Occidente —sobre todo Estados Unidos— suele explicar el derrumbe de los regímenes como si fueran estatuas: se empuja con fuerza, se quiebra la base y la figura cae. Es una lógica mecánica, casi escolar. La misma que creyó que derrocar a Saddam ordenaría Irak, que pensó que Siria se desarmaba con protestas, que imaginó que Libia podía reconstruirse con bombardeos quirúrgicos. Es la lógica del impacto inmediato, del resultado rápido, del titular triunfal.

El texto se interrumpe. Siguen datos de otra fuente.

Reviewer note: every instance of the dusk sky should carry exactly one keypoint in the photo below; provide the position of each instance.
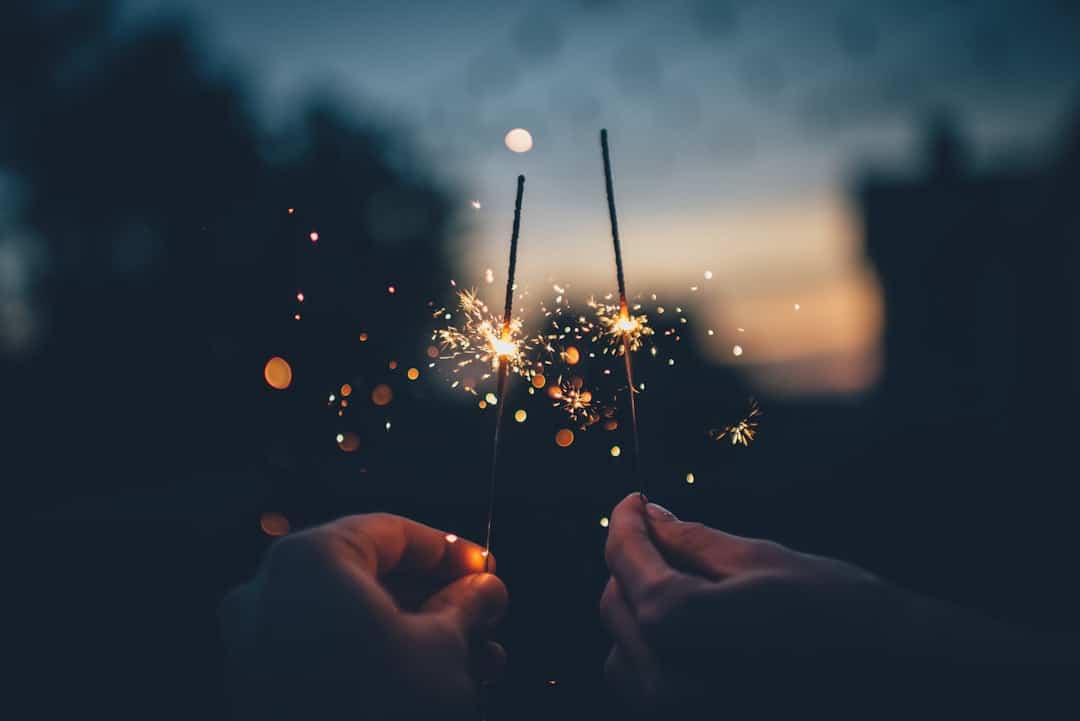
(737, 131)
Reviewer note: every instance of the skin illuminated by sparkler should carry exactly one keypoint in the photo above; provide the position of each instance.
(743, 432)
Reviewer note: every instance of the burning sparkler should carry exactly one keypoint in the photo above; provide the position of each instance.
(628, 327)
(503, 353)
(743, 432)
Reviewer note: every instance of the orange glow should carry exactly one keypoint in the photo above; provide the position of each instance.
(278, 372)
(382, 394)
(349, 441)
(273, 524)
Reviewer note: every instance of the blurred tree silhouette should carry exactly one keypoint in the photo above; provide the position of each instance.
(173, 264)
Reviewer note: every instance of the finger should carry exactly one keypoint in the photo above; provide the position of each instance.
(382, 544)
(698, 548)
(623, 627)
(489, 662)
(477, 601)
(633, 559)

Venezuela parecía encajar, al menos en parte, en ese esquema. Un régimen sostenido por renta petrolera, alianzas frágiles, lealtades compradas y corrupción estructural. Cuando Donald Trump presionó, el sistema no colapsó, pero se deformó. Maduro quedó políticamente cercado, el poder real se replegó hacia el aparato militar y de inteligencia, se negoció en silencio con los mismos hombres que antes eran señalados como enemigos, y el país entró en una mutación lenta, administrada, controlada. No hubo revolución. Hubo reorganización del dominio.
Pero incluso así, el cambio de régimen no ocurrió.

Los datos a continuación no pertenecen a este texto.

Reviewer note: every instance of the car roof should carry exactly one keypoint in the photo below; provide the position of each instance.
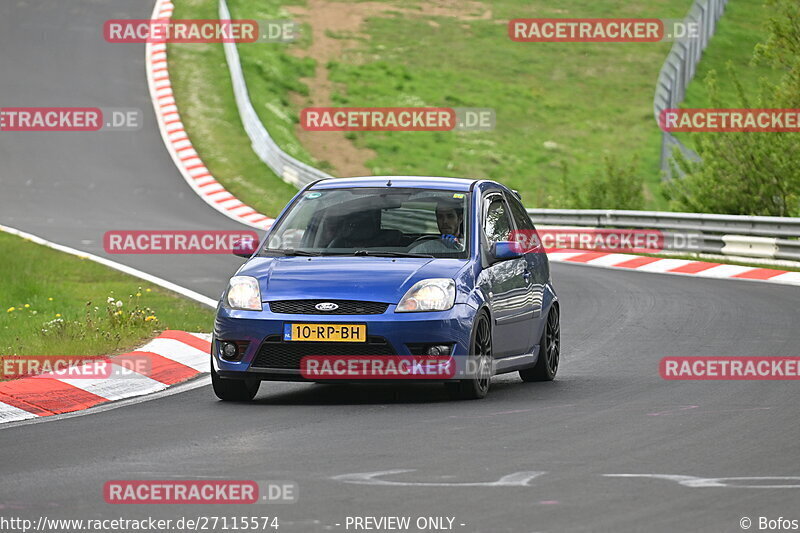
(414, 182)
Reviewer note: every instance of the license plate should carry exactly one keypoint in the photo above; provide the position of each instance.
(325, 332)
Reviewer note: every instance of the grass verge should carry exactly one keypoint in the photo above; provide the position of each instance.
(204, 95)
(557, 103)
(58, 304)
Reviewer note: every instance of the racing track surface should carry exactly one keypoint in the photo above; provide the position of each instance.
(608, 412)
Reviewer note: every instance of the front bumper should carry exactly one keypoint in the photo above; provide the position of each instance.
(452, 327)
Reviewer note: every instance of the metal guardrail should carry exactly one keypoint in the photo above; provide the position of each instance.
(288, 168)
(763, 237)
(679, 69)
(731, 235)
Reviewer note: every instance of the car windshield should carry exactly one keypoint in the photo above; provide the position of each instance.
(388, 221)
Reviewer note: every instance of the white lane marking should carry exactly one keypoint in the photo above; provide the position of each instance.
(562, 256)
(723, 271)
(609, 260)
(788, 277)
(663, 265)
(196, 296)
(517, 479)
(706, 482)
(9, 413)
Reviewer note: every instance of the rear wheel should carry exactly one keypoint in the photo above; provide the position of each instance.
(549, 350)
(481, 356)
(233, 390)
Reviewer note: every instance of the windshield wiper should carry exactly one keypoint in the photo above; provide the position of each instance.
(292, 252)
(389, 254)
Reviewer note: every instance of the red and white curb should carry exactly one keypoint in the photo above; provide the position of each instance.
(700, 269)
(173, 357)
(200, 179)
(177, 141)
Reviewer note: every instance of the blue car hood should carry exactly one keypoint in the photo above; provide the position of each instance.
(376, 279)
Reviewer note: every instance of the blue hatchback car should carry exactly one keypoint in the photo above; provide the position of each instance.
(391, 266)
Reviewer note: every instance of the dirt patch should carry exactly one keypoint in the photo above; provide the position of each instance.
(346, 18)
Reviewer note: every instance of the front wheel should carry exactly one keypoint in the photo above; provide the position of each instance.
(549, 350)
(233, 390)
(481, 356)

Y ese dato debería haber quedado grabado como advertencia.
Cuando ahora el foco se desplaza hacia Irán, la pregunta vuelve casi de manera automática: ¿puede caer el régimen?, ¿es posible un cambio de poder?, ¿puede Estados Unidos repetir una transición similar a la venezolana?

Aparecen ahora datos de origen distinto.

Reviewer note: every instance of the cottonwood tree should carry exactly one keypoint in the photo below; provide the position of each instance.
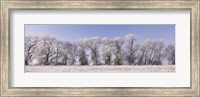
(30, 47)
(151, 53)
(107, 51)
(58, 52)
(73, 54)
(118, 50)
(170, 54)
(93, 45)
(83, 60)
(131, 49)
(46, 50)
(66, 49)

La pregunta nace equivocada.
Irán no es un régimen personalista. No se sostiene en un hombre ni en un pequeño círculo fácilmente reemplazable. Es un sistema. Una arquitectura compleja que entrelaza religión, Estado, fuerzas armadas, identidad nacional, memoria histórica y disciplina institucional. No se mantiene por carisma. Se mantiene por diseño.
En Irán en llamas hay una idea que atraviesa todo el análisis: Irán no corre. Irán espera. No es una licencia literaria, sino una lógica estratégica. Mientras Occidente piensa en ciclos electorales, encuestas, plazos de gestión y resultados visibles, Irán piensa en décadas, en desgaste prolongado, en acumulación paciente.
Por eso las protestas no lo quiebran automáticamente. No porque el régimen sea invulnerable, sino porque está concebido para absorber crisis, no para evitarlas. Desde el Movimiento Verde de 2009 hasta las protestas que siguieron a la muerte de Mahsa Amini en 2022, Irán fue sacudido una y otra vez. Y cada vez respondió del mismo modo: represión, control y reordenamiento interno. Brutal, crudo, moralmente indefendible. Pero funcional.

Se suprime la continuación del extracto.